1 Einführung

Was sind Numerische Methoden für Maschinelles Lernen (ML)?

Kurz gesagt, beim Training eines ML-Modells durchläuft ein Computer Millionen von Anweisungen, die in Form mathematischer Ausdrücke formuliert sind. Gleiches gilt für die Bewertung eines solchen Modells. Dann stellen sich Fragen wie wird es einen Punkt geben, an dem das Training endet? und wird das Modell genau sein?.

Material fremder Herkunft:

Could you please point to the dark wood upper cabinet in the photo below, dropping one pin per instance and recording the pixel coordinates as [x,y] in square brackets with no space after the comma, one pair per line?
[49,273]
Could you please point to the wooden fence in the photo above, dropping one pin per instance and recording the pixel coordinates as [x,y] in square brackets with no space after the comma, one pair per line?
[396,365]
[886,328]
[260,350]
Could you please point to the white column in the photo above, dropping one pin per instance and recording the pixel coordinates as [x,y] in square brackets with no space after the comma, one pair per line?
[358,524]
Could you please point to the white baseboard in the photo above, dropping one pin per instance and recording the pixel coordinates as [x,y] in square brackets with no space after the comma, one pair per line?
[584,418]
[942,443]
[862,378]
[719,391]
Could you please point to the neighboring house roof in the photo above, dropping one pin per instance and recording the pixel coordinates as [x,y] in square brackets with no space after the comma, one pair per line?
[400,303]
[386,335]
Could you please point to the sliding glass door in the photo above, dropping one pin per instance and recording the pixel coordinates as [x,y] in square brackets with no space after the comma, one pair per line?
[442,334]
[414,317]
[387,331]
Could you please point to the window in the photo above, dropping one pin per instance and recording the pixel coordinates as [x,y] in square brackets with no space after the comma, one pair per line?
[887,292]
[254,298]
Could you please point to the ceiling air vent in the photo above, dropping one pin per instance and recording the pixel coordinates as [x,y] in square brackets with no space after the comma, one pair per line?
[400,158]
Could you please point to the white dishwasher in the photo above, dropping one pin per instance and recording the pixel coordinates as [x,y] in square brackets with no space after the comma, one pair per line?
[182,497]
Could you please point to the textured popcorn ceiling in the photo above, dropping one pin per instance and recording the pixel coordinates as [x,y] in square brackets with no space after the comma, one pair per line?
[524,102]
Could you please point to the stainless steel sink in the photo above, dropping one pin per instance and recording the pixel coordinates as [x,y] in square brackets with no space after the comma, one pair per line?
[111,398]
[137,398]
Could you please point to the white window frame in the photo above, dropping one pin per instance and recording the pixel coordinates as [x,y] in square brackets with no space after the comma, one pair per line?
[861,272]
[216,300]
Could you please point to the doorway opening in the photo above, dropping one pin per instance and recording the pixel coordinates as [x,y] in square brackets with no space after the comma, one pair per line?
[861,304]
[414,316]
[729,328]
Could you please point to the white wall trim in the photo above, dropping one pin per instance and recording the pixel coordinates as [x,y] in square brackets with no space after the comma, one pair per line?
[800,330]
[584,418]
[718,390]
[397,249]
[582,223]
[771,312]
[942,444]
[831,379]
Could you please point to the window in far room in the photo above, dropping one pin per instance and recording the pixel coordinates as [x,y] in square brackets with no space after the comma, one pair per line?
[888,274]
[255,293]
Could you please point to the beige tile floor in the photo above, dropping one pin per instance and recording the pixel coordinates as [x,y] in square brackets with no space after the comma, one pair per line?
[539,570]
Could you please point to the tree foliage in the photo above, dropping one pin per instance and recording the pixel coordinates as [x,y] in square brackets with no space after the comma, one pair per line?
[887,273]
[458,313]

Um zu beschreiben, was passiert, und für die spätere Analyse führen wir die allgemeinen Konzepte von

  • Algorithmus
  • Konsistenz/Genauigkeit
  • Stabilität
  • Rechenaufwand

ein, von denen einige klassische numerische Analysis sind.

1.1 Was ist ein Algorithmus

Interessanterweise ist der Begriff Algorithmus zugleich intuitiv und abstrakt. Es bedurfte großer Anstrengungen, um eine allgemeine und wohlgestellte Definition zu finden, die den Anforderungen und Einschränkungen aller Bereiche gerecht wird (von Kochrezepten bis zur Analyse von formalen Sprachen).

Definition 1.1 (Algorithmus) Ein Problemlösungsverfahren wird als Algorithmus bezeichnet, genau dann wenn es eine Turing-Maschine gibt, die dem Verfahren entspricht und die, für jede Eingabe, für die eine Lösung existiert, anhalten wird.

Diese Definition ist in ihrer Allgemeinheit nicht allzu hilfreich - wir haben noch nicht einmal definiert, was eine Turing-Maschine ist.

Eine Turing-Maschine kann als eine Maschine beschrieben werden, die ein Band von Anweisungen liest und auf dieses Band schreiben kann. Abhängig davon, was sie liest, kann sie vorwärts bewegen, rückwärts bewegen oder anhalten (wenn das Band einen vordefinierten Zustand erreicht hat). Das Schöne daran ist, dass dieses Setup in einen vollständig mathematischen Rahmen gestellt werden kann.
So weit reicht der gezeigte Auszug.